The invention discloses a method for automatically intercepting file outgoing based on an enterprise private cloud disk, which comprises the following steps: setting interception condition information of file outgoing in a cloud disk system, and setting priority order of interception condition judgment in the interception condition information; the method comprises the steps that a user terminal sends a request of an outgoing file to a cloud disk system, and the cloud disk system packs the file to be sent of the user terminal and obtains file pack information of the file to be sent; and the cloud disk system judges whether the file to be sent out meets the interception condition information according to the set interception condition information and the priority order judged by the interception condition after acquiring the file package information, if not, the file to be sent out is intercepted, and if so, the file to be sent out is sent out. The invention can realize step-by-step judgment of interception conditions, effectively improve the accuracy of outgoing of the file to be sent out, effectively ensure the security of outgoing of the file to be sent out, and effectively improve the experience of users.

Description

Method for automatically intercepting file outgoing based on enterprise private cloud disk
Technical Field
The invention relates to the field of file sending interception, in particular to a method for automatically intercepting file outgoing based on an enterprise private cloud disk.
Background
Automatic interception of cloud disk file outgoing of enterprises: after the private cloud disk is deployed by the enterprise, enterprise internal staff want to send files to the external network through the enterprise cloud disk, and automatically trigger an outgoing file detection mechanism through an outgoing spring strategy preset in the cloud disk system, and intelligent interception is performed according to the preset outgoing interception strategy. However, in the current enterprise private cloud disk software, there is no good interception management scheme for file security delivery, especially in a complex use environment, the user needs are difficult to meet when they are changeable, so that accurate and effective interception of file delivery cannot be realized, resulting in low security of file delivery.

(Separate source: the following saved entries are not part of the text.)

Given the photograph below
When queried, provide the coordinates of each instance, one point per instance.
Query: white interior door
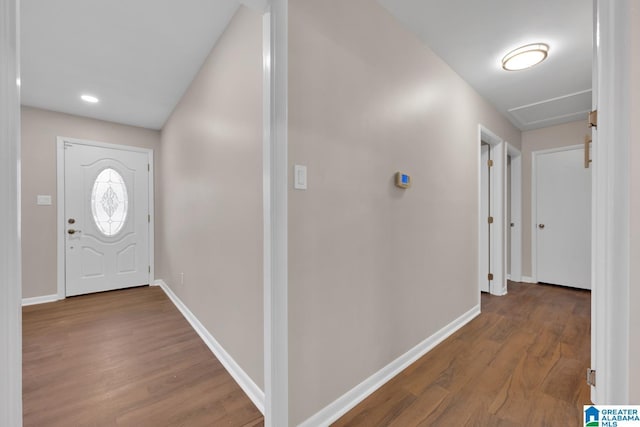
(563, 218)
(106, 205)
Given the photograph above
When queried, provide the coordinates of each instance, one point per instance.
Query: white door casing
(106, 219)
(497, 247)
(562, 217)
(515, 200)
(485, 209)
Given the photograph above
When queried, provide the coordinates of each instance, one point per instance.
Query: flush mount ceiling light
(525, 57)
(89, 98)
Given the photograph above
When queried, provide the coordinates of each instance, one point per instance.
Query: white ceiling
(472, 37)
(139, 56)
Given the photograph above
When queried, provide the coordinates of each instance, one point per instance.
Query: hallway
(522, 362)
(124, 358)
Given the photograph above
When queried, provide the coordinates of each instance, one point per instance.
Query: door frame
(516, 213)
(534, 203)
(10, 245)
(60, 227)
(499, 208)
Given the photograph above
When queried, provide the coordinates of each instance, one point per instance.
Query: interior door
(563, 214)
(106, 204)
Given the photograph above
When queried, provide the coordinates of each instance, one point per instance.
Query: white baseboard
(244, 381)
(350, 399)
(39, 300)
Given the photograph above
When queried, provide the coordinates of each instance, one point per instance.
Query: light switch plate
(43, 200)
(300, 177)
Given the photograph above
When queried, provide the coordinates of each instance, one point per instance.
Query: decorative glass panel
(109, 202)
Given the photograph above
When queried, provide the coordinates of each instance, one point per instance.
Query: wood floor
(124, 358)
(522, 362)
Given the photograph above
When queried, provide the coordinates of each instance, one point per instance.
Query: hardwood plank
(520, 363)
(124, 358)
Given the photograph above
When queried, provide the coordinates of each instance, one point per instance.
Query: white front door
(106, 221)
(563, 218)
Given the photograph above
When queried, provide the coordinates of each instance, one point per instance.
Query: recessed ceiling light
(89, 98)
(525, 57)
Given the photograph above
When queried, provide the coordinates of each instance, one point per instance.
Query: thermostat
(403, 180)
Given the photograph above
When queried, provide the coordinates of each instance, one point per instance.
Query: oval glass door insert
(109, 202)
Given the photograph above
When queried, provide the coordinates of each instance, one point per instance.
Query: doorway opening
(492, 213)
(561, 213)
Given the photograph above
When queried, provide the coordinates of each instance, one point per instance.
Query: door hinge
(591, 377)
(593, 119)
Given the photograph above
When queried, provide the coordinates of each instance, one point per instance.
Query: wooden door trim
(60, 229)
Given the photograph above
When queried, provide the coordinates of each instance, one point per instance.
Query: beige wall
(212, 205)
(40, 128)
(564, 135)
(374, 270)
(634, 323)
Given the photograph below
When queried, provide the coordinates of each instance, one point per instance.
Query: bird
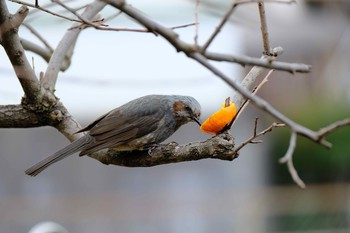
(140, 124)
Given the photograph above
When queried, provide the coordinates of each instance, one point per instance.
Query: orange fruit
(217, 121)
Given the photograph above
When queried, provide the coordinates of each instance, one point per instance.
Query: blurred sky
(110, 68)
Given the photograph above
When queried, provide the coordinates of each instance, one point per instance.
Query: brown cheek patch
(178, 106)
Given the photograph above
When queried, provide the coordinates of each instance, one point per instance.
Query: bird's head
(186, 109)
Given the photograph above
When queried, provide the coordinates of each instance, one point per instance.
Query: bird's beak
(197, 120)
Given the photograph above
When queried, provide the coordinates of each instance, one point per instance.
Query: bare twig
(330, 128)
(256, 135)
(188, 50)
(264, 30)
(241, 102)
(80, 17)
(14, 50)
(37, 34)
(276, 1)
(66, 45)
(196, 20)
(219, 27)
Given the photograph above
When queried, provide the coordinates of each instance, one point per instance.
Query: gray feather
(75, 146)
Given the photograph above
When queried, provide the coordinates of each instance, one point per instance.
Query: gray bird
(137, 125)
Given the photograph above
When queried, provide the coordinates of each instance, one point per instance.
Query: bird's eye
(188, 109)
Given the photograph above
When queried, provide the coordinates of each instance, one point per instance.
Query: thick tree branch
(11, 42)
(15, 116)
(264, 30)
(218, 147)
(182, 46)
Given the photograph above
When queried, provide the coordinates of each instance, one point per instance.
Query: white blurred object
(48, 227)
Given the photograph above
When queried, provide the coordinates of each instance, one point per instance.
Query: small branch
(14, 50)
(246, 60)
(42, 52)
(247, 82)
(37, 34)
(15, 116)
(256, 135)
(291, 148)
(332, 127)
(219, 27)
(65, 46)
(264, 30)
(288, 158)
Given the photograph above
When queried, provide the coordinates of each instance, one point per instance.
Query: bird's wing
(120, 127)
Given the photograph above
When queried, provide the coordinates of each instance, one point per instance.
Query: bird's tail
(59, 155)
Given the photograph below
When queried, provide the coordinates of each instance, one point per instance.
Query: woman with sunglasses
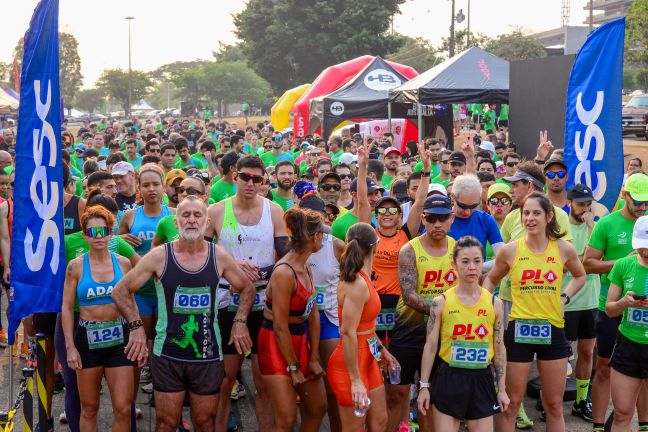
(288, 358)
(536, 263)
(96, 347)
(353, 371)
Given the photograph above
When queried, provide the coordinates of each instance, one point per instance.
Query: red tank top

Accordingly, the prior art has drawbacks and needs improvement.
Disclosure of Invention
The invention aims to overcome the defects of the prior art, and provides a method for automatically intercepting file outgoing based on an enterprise private cloud disk, which solves the problem that in the prior art, the file outgoing is low in safety because the file outgoing cannot be accurately and effectively intercepted.
The technical scheme of the invention is as follows: an enterprise private cloud disk file outgoing automatic interception method comprises the following steps:
s1: setting interception condition information of file outgoing in the cloud disk system, and setting priority order of interception condition judgment in the interception condition information.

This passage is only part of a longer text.